However, staying current on interest rates and the financial markets is often critical to my ability to provide the best advice to my clients. For example, for transferring assets are more advantageous when the markets are down or when interest rates are low. Some powerful estate tax-reduction strategies were completed during the Great
Recession for clients with taxable estates. Clients were able to transfer assets at a time when values were low, shifting appreciation once the markets recovered outside the client’s taxable estate.

Strategic timing as to market highs and lows can make a substantial tax difference in planning for clients and their families. Recognizing those opportunities is part of my job.

What is the most common mistake people make in wealth management?

TUSHINGHAM: The most common are procrastination and not proactively planning your financial success. You need to take action, develop a plan and monitor it closely.

The last thing you want to do is act on whims and let emotions drive important decisions. Without a plan, you’re going to have a tough time knowing where you’re going and how close you are to achieving your objectives. Once a plan is set in motion, you will want to be proactive and monitor it on a regular basis. In 2017, the rules surrounding calculating college financial aid changed. In 2018, the tax laws were overhauled.

These are just a few examples of how changes could have substantially impacted one’s financial plan. Once again, establish a plan and be proactive.

DODSON: The most common mistake we see is the failure of clients to plan for their incapacity, for their long-term care, or for the care of their family members after their death. An individual’s failure to plan may result in them having insufficient assets to care for themselves or their family.
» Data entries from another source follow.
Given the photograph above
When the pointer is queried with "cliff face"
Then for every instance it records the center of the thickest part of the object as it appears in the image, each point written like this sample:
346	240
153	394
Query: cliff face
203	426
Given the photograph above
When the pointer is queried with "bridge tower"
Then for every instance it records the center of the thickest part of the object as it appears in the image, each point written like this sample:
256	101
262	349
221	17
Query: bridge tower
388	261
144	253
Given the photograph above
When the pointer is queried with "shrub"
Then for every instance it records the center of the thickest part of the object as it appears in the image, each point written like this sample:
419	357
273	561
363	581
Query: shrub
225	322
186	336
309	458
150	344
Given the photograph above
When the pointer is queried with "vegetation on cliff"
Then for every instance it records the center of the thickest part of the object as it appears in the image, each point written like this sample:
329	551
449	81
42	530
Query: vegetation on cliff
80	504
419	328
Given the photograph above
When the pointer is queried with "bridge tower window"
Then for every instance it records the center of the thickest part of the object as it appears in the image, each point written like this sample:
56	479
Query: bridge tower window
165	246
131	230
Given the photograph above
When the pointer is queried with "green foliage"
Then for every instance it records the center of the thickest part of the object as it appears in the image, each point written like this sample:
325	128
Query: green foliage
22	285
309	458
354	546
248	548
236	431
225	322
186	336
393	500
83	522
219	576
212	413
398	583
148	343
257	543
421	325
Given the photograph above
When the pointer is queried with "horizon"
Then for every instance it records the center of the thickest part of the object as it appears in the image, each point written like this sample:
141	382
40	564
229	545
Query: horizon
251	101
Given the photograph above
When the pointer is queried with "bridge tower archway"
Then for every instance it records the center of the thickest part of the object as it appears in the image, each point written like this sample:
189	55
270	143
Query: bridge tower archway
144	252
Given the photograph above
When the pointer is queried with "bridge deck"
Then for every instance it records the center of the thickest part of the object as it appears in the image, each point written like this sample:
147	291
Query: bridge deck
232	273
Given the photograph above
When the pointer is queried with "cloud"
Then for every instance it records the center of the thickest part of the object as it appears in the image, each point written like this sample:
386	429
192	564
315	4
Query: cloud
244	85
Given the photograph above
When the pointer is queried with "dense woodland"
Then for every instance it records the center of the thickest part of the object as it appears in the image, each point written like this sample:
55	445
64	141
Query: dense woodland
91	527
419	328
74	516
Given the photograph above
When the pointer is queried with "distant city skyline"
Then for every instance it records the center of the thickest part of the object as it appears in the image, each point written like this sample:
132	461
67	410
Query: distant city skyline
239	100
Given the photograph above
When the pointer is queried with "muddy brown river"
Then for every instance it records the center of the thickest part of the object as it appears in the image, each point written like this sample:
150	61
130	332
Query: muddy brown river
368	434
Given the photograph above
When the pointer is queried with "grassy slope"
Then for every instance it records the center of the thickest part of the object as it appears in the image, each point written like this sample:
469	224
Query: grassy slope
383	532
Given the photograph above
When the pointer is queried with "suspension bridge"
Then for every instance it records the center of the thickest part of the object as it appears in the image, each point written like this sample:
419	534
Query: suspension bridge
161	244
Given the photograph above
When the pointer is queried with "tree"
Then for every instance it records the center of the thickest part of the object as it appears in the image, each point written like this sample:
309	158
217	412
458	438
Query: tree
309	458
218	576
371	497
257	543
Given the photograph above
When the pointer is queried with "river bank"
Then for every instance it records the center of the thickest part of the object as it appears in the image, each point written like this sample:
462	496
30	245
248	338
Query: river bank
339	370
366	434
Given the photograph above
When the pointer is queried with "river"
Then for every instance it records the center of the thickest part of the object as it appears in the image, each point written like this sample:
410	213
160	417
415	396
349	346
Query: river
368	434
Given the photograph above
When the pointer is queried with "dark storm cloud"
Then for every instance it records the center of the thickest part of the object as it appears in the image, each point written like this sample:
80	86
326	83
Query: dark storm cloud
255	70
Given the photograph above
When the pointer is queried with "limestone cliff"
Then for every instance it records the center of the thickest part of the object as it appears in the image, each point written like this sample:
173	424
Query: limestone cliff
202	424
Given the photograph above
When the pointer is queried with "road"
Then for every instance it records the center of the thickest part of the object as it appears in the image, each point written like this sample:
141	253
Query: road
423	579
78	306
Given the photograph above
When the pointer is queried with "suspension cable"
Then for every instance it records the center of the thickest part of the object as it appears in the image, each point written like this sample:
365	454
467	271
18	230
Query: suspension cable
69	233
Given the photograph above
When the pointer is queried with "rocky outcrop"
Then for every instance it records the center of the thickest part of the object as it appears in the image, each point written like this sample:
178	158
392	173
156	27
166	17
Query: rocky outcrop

If someone fails to plan for their incapacity, their inaction may result in the court choosing someone to serve as their guardian for the remainder of their life. A guardianship can be an expensive and burdensome process. If they fail to plan for their death, the court will choose their executor and North Carolina Statutes will control who inherits their assets.

ABERNATHY: Not having a financial plan and/or not sticking to a well-designed plan.

How is technology continuing to change the ways people invest and/or manage finances?

ADAM SHAY: Technology is really changing our financial lives. There is more data available to help predict your financial future and chances of meeting your goals. People can be connected to their financial information at any time and from anywhere.

On the individual side, you are seeing innovations in the area of data aggregation tools, new tools that can help you negotiate lower bills, and tools to make sure you are being smart with your finances. There’s an app or an app in the works for just about anything you could imagine for our financial lives.

Where we are really seeing it change people’s lives is for owners of small to medium-sized businesses. In the past, you had to be a large company to have real-time dashboards, business and intelligence, and data analytics. That’s now within reach for all and can serve as a useful tool to help entrepreneurs reach their long-term goals.

You are starting to see now – and will continue to see – more fintech related to Artificial Intelligence (AI) and the blockchain. Both will really change the way we operate – AI by helping us make better financial decisions and remove some of the manual work of record-keeping, and the blockchain by making financial records more transparent.

ABERNATHY: It has added quick and easy access to vast amounts of information readily available to investors. Also, the world has become much more connected economically from technological globalization.

TUSHINGHAM: All the data you could want can now be accessed on your phone. Clients can buy and sell securities with a few clicks. Robo-advisors have emerged as an alternative investment platform for investors.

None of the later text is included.